CBS2's Carolyn Gusoff spoke exclusively with the pilot's relieved family.
During a flying lesson, the single-engine, four-seat Cessna 172 touched down amid windy conditions in the sand at Robert Moses State Park Field 2 in Suffolk County just after 9 a.m.
It was an unplanned destination for a trio during a flying lesson.
Video from the scene showed the plane belly-up on the beach and came dangerously close to the water.
Steve Fratello was taking his daily beach walk at about 9:20 a.m. He saw the plane dropping lower and lower.
"After a few seconds, I said, 'That plane's in trouble,'" Fratello said. "I saw it slowly go lower down. I thought it was just going to do a crash landing, which it did. So it landed, then went nose down and flipped over."
"They came in fairly stable but I think it was just the nature of the sand that made the nose of the airplane go into the sand and it flipped over," one witness told WCBS 880's Sophia Hall.
Remarkably, the three people on board walked away with just scratches.
Flight school instructor Brandon Sax of Port Washington was at the controls. His students were a 16-year-old boy from Wantagh and a girl from East Rockaway, and no one was more relieved and proud than the 26-year-old pilot's family.
One of the students was at the controls when the plane started developing mechanical problems, 1010 WINS' Al Jones reported. Sax took over and conducted the emergency landing.
"I was saying, 'This could be Brandon,' but I didn't know for sure if it was him," said the pilot's mother, Santi Sax. "For anyone whose children or husband is a pilot, it's the worst thing. You see a situation like this, when you heard he landed safely, you're just relieved say thank God no one got hurt."
"I know he is really good at what he does," said the pilot's brother, Ashton Sax. "So if anyone, I think he's the best person to be in this situation, because he's the one who can handle it the best."
Sax told his family the engine cut out, and he waited to make the emergency landing until a person on the beach was out of the path.
Sax's father said his son is a hero.
"I said, 'You saved everyone's lives in that aircraft, including your own,'" said Charles Sax.
Sax works for a flight school in Farmingdale called Nassau Flyers, to which the plane is registered. It took off from Republic Airport.
Both students were taken to Good Samaritan Hospital Medical Center in West Islip as a precaution.
Park officials said it is common for flight lessons to take place over the ocean.
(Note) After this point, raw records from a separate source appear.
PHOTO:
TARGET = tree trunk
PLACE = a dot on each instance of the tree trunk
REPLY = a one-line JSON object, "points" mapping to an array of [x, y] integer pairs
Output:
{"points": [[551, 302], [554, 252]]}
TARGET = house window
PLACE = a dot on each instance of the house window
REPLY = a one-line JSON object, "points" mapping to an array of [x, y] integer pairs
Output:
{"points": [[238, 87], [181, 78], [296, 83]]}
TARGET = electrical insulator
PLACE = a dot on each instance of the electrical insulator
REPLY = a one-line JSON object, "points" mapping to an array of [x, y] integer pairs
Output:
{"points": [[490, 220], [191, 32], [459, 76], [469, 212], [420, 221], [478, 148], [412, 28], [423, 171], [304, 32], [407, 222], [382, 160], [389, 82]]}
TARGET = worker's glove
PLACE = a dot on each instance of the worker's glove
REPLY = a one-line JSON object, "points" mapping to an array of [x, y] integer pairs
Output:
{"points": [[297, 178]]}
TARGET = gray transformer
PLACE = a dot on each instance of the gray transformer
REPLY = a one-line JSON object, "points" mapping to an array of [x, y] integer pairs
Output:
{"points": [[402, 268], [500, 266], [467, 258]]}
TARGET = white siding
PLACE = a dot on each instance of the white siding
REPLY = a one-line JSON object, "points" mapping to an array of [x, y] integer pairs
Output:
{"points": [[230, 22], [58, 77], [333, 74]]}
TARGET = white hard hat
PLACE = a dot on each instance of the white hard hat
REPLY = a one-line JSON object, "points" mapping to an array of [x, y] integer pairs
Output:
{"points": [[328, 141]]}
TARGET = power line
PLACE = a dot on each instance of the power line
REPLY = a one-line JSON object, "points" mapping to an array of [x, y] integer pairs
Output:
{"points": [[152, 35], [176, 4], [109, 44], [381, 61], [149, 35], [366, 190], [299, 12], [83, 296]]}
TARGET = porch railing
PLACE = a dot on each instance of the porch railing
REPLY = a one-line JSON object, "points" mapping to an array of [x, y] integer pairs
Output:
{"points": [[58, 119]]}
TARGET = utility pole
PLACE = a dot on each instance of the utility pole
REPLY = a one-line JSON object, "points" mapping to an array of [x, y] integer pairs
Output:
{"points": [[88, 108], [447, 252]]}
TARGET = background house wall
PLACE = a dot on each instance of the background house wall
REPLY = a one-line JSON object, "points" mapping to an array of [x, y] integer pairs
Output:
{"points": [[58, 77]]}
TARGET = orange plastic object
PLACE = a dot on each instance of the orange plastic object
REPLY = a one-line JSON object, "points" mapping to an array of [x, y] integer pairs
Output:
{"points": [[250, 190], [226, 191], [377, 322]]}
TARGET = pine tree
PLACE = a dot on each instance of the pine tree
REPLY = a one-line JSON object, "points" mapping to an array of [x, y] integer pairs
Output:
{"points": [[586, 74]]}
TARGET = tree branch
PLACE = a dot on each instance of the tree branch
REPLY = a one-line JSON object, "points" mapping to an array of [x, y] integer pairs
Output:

They are also counting their blessings.
"When you get down here and you see that plane upside down you always get concerned that somebody may have been hurt but in this case no one was hurt," Gorman said.
Also lucky was the timing, as the beach where the plane landed would normally be packed with people during warmer months.
"I don't want to say if something like this could happen this is the best time cause there's no one on the beach, but that is true there was no one on the beach," Gorman said.
The Federal Aviation Administration late Monday was investigating what went wrong. But park officials were grateful for what went right.
There is no minimum age for taking flying lessons, but students must be at least 17 to get a pilot's license.